Friday’s slide followed five consecutive sessions of gains for Brent. On Wednesday, Brent reached its highest level since the end of July and US crude reached its highest level since the beginning of August.

“The reason reached such high levels in recent days it was clearly supply disruptions and inventory reductions, so now that US oil production is coming back, oil as expected is trading lower, “said Nishant. Bhushan, Rystad Energy’s oil company. analyst.

Crude oil exports from the Gulf Coast are flowing again after Hurricanes Nicholas and Ida took 26 million barrels of production offshore. Restarts continued with about 28% of Gulf of Mexico crude production offline, Reuters reported Thursday.

U.S This week, the companies added oil and natural gas rigs for the second week in a row, although the number of offshore units in the Gulf of Mexico was unchanged after Hurricane Ida hit the coast more than two weeks ago.

Fourteen offshore platforms in the Gulf of Mexico closed two weeks ago due to Ida being closed, said services firm Baker Hughes Co. Last week, four offshore rigs were back in service.

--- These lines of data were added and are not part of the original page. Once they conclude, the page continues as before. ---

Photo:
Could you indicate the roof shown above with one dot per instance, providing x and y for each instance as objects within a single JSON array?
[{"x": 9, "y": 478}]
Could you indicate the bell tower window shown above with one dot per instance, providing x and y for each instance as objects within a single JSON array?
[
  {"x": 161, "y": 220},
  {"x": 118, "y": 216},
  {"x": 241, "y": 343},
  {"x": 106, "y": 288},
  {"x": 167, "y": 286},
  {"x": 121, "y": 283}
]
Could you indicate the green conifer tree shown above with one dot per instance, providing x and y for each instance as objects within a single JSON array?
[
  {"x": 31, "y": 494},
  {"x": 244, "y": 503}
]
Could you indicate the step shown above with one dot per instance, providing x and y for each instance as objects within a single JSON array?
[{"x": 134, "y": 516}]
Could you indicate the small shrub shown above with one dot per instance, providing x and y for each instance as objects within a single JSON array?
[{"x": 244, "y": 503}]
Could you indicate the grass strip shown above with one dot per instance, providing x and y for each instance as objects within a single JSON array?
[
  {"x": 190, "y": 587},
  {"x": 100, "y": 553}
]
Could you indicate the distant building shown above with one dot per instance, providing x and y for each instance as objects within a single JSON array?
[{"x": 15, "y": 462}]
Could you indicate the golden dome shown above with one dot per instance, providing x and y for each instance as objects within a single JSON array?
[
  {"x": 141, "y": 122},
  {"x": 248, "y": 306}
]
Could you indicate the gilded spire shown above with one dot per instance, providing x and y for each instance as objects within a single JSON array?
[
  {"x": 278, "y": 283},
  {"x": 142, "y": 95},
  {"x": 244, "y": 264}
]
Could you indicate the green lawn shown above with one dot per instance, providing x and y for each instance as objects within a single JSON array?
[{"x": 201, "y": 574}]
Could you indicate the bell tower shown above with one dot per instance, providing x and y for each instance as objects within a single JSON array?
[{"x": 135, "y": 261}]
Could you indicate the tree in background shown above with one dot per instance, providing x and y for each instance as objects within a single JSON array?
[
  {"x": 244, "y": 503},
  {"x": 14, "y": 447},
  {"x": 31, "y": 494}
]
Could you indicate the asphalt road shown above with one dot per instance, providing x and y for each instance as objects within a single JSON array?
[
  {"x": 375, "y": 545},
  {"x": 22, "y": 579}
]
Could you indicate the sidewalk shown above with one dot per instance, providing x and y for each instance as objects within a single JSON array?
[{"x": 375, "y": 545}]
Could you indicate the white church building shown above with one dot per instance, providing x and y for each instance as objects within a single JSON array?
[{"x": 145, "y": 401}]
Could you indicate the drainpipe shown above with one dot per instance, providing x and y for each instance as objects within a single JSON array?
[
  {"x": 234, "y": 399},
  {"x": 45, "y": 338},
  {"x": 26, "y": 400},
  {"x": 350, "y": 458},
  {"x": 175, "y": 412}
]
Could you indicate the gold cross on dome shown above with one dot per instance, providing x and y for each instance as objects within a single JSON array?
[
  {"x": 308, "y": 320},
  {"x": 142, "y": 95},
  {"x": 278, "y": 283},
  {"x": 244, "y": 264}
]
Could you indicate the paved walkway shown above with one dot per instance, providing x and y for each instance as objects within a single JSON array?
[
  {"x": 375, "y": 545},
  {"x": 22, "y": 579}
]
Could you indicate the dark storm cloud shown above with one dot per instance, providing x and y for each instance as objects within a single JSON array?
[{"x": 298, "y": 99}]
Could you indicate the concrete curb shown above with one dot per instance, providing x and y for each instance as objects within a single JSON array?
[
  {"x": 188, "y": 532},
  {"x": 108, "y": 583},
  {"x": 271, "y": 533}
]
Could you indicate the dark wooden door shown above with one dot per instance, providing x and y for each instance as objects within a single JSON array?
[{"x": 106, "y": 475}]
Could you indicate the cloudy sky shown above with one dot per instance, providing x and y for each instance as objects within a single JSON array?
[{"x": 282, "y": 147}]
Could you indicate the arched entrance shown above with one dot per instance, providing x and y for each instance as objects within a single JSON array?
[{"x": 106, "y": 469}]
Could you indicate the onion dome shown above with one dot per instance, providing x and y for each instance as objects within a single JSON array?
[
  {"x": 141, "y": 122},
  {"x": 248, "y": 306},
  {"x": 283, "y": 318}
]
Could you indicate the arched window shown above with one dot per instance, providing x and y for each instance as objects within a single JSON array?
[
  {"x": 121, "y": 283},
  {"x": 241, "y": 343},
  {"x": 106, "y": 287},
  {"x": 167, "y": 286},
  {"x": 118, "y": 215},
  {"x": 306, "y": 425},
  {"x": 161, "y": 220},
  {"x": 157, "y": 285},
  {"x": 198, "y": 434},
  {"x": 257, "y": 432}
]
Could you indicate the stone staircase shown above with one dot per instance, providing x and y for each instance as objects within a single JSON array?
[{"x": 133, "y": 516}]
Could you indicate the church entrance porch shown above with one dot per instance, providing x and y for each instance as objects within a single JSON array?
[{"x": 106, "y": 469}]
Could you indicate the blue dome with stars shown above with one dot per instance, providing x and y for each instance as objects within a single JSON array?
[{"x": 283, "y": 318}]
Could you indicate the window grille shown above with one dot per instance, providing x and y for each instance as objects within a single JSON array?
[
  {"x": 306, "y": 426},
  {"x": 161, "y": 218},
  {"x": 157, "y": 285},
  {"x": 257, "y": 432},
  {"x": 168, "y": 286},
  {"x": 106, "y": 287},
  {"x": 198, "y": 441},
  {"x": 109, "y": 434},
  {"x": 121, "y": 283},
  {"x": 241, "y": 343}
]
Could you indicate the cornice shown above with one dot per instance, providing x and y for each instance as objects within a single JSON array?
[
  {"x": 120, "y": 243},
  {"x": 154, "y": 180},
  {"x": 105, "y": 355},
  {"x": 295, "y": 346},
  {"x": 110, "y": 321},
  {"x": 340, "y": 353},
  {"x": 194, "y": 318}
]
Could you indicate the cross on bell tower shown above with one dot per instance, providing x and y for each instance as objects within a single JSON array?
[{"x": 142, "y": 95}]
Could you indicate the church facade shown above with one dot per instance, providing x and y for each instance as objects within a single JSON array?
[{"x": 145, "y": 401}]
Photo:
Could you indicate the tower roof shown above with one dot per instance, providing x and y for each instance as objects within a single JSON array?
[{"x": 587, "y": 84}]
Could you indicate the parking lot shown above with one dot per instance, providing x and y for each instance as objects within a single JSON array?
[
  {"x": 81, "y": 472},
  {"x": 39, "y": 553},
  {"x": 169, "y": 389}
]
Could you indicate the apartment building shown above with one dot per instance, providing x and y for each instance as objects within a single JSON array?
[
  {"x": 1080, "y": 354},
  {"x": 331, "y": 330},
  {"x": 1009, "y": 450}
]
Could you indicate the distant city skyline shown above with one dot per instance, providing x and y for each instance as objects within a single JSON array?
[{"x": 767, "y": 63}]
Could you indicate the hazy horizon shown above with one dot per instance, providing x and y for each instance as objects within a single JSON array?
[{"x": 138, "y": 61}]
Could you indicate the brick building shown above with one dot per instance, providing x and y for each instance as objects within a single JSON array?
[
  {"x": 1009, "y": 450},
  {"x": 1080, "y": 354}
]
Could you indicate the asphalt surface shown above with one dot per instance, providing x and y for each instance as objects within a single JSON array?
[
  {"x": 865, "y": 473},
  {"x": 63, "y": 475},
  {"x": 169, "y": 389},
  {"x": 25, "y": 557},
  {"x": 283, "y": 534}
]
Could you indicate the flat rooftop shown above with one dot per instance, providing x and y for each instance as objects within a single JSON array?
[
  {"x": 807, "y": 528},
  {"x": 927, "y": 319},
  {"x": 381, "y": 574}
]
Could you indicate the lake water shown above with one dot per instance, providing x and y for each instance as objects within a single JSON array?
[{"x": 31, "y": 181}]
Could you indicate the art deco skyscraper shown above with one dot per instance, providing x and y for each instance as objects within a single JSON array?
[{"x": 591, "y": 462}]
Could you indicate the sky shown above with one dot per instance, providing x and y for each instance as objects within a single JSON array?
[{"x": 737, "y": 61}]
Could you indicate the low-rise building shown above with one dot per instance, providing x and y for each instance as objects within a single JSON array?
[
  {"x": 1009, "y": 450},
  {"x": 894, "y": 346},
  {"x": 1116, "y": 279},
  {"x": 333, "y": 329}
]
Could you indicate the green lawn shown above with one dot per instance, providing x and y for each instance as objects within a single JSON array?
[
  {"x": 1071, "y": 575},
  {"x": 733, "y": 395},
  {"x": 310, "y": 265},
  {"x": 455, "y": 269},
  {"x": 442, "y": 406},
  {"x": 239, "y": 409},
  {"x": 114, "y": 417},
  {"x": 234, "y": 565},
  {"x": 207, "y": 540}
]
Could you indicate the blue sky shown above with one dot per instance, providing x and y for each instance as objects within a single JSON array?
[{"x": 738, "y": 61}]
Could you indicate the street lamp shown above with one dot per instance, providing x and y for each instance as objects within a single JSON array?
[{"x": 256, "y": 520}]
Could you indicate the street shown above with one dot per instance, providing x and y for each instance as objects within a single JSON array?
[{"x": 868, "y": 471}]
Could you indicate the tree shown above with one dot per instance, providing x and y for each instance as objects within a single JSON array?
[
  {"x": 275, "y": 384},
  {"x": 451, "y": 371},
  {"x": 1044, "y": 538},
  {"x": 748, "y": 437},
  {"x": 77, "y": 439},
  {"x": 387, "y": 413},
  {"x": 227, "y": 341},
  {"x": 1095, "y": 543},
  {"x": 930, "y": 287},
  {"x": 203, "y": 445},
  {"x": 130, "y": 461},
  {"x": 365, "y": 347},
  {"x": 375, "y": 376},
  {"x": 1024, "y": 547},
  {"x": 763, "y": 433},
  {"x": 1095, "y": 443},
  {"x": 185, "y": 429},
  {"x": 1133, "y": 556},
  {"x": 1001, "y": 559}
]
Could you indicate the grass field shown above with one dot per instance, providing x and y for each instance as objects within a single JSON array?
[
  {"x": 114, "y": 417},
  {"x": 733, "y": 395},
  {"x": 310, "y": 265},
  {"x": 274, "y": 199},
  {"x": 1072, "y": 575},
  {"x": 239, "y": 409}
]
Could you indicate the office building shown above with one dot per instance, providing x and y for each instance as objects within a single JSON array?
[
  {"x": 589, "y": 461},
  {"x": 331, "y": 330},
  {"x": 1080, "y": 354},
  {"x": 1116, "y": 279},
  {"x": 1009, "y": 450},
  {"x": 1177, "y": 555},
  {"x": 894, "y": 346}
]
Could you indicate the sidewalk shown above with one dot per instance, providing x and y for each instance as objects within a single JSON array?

The oil and gas rig count, an early indicator of future production, rose from nine to 512 in the week through Sept. 17, its highest level since April 2020, Baker Hughes said.

The dollar rose to a multi-week high on Friday, making dollar-denominated crude more expensive for those using other currencies. The dollar received a boost thanks to better-than-expected US retail sales data on Thursday.

US consumer confidence stabilized in early September after falling the previous month to its lowest level in nearly a decade, but consumers remain concerned about inflation, a survey showed on Friday.

(Reporting by Stephanie Kelly in New York; additional reporting by Julia Payne in London, Sonali Paul in Melbourne, and Roslan Khasawneh in Singapore; edited by David Goodman, Louise Heavens, and David Gregorio)

(Business Standard staff may have only modified the title and image of this report; the rest of the content is automatically generated from a syndicated feed.)